Here are some links and quotes:
(I will be updating this thread)
Content List
- 'A Family Game' (Left 4 Dead and brindled gameplay styles)
- 'Consider the Unicorn' (Robot Unicorn Attack and what it says about games criticism)
- 'Notes on The Marriage' (why Rod Humble's abstract indie game subverts itself;sexism??)
- 'Where the Line Leads' (Black Ops as a 'passive-aggressive' game, and the slippery slope)
- 'Groping and Touching' (how smartphone UIs take a leaf from gaming's book to create 'feel')
- 'The Assassination of Rockstar by the Coward John Brindle' (why Red Dead is too much like GTA)
- 'Review: Infantry Combat' (a choose-your-own-adventure provokes thought but fails as a military simulator)
- 'First Person Problems' (how shooting is not the only thing first person can do)
- 'Automatic Gardens' (the treadmill-like play and pointless exploitation of Plants vs Zombies' Zen Garden)
- 'A Very Brindle Christmas' (the time Ma and Pa Brindle begat an evil plan to gamify Christmas)
- 'Teaching the Camera to Lie' (the 'unreliable narrator' of Amnesia, and its unique use of first person)
- 'The Thief's Inheritance' (what dedicated stealth games do that nothing else can)
- 'Moral Psychopaths' (how Blizzard's earnest but idiotic community policies are political correctness gone soft)
- 'ART IS A FLACCID PENIS' (a novel contribution to the are-games-art debate. Exactly as title suggests)
- 'Sneaking on the D-Pad' (the place where MGS and Pac-Man intersect, and what we can learn)
- 'I Will Eat You And Everything You Love' (consumption in Metal Gear Solid 3; response to previous)
- 'Reality is Beastly' (where retro platformers meet 13th century heresy in a damned, deadly world)

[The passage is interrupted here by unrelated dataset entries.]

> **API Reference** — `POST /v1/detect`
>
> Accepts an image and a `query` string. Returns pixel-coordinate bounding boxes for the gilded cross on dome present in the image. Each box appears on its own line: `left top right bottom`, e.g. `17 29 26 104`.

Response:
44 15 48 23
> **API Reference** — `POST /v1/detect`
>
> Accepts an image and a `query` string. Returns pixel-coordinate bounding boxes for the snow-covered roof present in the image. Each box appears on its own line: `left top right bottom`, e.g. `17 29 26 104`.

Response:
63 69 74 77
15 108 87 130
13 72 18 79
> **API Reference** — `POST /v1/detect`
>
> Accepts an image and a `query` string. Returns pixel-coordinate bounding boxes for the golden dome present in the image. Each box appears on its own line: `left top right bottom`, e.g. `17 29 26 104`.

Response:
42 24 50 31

- 'Conference Report: GameCamp' (John Brindle visits and assesses the GameCamp 'unconference')
- 'From Cyberspace to Composite' (changing fantasies of cyberspace in two hacking games a decade apart)
- 'Good Question' (a critical examination of the work of indie game dev Pippin Barr)
On L4D said:Either way, this continual switch of roles from victim to saviour is what weaves a ‘team’ together: limping, wheezing, and undergoing an unwelcome insight into how dogs see the world, a player on her last legs is necessarily the object either of others’ charity or of what she would call their cold-hearted betrayal and I (cocking my rifle, turning away) would call necessary pragmatism.
On RUA said:Now, I’m not trying to cast myself as the one who points out the emperor’s penis. Everybody knows that he's naked and his dick is flapping about in our faces - hell, that’s why we like him. In other words, pure ludology is inadequate to deal with such games, because they are primarily remarkable and generally loved not for their formal systems – the rules of the game – but for the supposedly irrelevant representational elements.
On CoDBLOPS said:No wonder it feels dysfunctional. One moment it clings to your arm and demands pernickety drudge-work to prove that you’re making an effort, and the next it’s pointedly ignoring your attempts at communication in favour of its own script. Certainly this neurosis stems from anxiety over the act it has to follow: Treyarch’s Call of Duties have always been the runts of the family. Rocked during development by Infinity Ward’s acrimonious divorce from Activision and stricken with guilt over its secret joy at being the publisher’s new favourite, BLOPS juggles deep-rooted envy for its sister games’ fireworks with a continual terror of player abandonment.